John Passion - Dunedin Consort - Early Music Review
The Dunedin Consort's John passion is something else. The result of careful research into the Good Friday Vespers Liturgy in Leipzig gives us a context that includes congregational singing of the proper chorales (with alternative verses in unison - 3 octaves!) and organ preludes on the tunes, carefully chosen so that part of the Buxtehude Prelude in F# minor played on the substantial Peter Collins organ in Greyfriars at 440 leads directly into the opening chorus of the Bach Passion. Similar sections surround the sermon - downloadable with other material - between Parts 1 and 2, and follow the Jacob Handl Motet at the end. This is welcome both for understanding the practical as well as the theological context in which Bach wrote and re-wrote the material we know as the John Passion over a long period, and musically the performance by the University of Glasgow Chapel choir provides just that vigorous hymn-singing contrast to the Dunedin Consort's extraordinarily nuances sound-world. If you've read John Butt's Bach's Dialogue with Modernity (CUP 2010), then this is the worked out musical counterpart.

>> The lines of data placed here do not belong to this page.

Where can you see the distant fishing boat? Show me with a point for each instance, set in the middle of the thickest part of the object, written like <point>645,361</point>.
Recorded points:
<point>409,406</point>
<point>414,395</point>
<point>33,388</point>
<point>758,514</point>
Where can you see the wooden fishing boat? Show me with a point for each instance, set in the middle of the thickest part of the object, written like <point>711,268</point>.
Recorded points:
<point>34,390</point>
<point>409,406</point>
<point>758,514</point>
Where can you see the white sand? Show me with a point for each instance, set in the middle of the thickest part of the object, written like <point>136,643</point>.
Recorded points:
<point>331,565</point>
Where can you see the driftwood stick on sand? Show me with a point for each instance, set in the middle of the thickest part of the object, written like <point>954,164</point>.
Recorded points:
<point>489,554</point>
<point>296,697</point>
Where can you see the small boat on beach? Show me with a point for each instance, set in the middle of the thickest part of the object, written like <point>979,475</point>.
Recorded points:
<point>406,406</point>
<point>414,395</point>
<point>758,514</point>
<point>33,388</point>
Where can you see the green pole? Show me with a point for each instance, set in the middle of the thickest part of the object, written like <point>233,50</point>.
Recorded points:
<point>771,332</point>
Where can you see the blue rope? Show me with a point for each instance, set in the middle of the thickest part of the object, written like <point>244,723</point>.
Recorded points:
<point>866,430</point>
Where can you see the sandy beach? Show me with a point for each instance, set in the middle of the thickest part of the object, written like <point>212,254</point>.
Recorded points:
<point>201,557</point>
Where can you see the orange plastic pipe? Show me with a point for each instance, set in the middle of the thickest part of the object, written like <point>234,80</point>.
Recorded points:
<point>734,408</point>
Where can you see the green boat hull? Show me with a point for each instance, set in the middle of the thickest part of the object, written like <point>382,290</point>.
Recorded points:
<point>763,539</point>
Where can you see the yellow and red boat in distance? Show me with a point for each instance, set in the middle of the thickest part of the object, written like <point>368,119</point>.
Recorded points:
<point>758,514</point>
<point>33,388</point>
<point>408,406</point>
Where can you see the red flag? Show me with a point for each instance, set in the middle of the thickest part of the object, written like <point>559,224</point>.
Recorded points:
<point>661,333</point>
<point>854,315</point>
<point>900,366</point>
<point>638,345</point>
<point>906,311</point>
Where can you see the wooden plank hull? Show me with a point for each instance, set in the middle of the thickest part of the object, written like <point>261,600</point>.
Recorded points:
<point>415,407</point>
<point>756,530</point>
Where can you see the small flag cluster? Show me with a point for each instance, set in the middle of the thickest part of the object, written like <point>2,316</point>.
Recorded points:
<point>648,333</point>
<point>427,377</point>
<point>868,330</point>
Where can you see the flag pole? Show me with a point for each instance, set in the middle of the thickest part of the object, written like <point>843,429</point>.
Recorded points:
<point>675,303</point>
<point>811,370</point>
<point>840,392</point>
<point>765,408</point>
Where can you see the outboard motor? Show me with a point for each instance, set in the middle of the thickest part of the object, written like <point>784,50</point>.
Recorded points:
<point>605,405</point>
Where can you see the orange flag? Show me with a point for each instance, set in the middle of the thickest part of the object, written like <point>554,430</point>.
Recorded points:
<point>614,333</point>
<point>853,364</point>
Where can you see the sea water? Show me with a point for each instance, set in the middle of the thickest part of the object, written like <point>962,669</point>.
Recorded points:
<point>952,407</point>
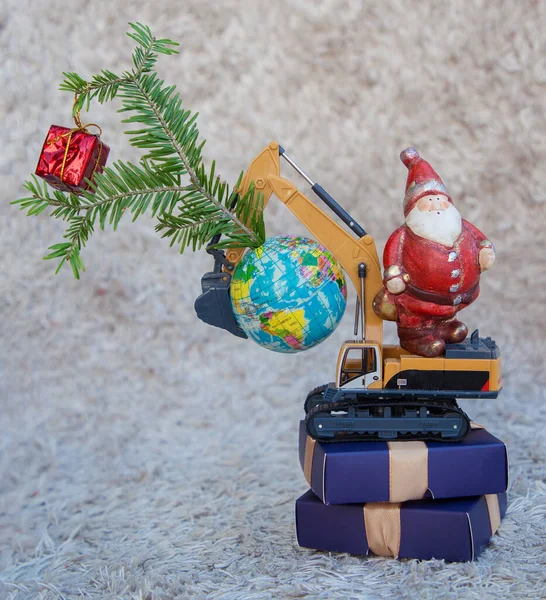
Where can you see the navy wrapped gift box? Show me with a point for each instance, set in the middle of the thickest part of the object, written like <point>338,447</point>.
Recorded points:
<point>349,472</point>
<point>453,529</point>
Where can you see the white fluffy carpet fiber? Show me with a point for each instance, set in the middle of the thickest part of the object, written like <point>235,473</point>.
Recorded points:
<point>144,455</point>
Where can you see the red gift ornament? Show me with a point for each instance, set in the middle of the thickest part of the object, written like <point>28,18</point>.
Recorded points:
<point>70,156</point>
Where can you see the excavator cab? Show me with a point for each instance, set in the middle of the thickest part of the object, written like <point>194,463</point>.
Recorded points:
<point>359,365</point>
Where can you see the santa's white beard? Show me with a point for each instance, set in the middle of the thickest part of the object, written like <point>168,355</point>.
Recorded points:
<point>442,226</point>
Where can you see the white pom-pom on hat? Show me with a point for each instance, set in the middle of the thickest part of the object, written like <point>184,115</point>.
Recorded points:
<point>408,156</point>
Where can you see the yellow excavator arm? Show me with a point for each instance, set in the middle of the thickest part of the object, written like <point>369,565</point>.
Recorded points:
<point>349,251</point>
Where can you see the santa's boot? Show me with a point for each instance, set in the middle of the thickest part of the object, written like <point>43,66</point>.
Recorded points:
<point>384,306</point>
<point>452,331</point>
<point>422,342</point>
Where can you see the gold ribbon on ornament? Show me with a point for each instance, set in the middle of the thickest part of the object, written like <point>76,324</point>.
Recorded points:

In BWV 24 itself, there is everything you might expect - rather too brawny for the very delicate Erwge. Both Joanne Lunn and Clare Wilkinson were made for this kind of singing - voices that seem to have been formed in small consort ensembles, yet characterful with flute or oboe (Alexandra Bellamy - so good). Matthew Brook not only sings Jesus with conviction, but is splendidly lighter in the wonderful Mein teurer Heiland, whose accompanying chorale provides one of the texts for the Erdmann Neumeister sermon. But what is so very special is the ensemble - voices and instruments perfectly balanced without any recourse that I can tell to the endless rebalancing that sound engineers practise. He pairs of violins play so well in tune that it's hard to imagine there are two of them, and nowhere do jay instruments fail to be heard as equal partners, though the words are always crystal clear.
This is far and away the most musical and satisfying performance around among the many, many versions available; no-one - however many recordings you have of the John passion - should be without it.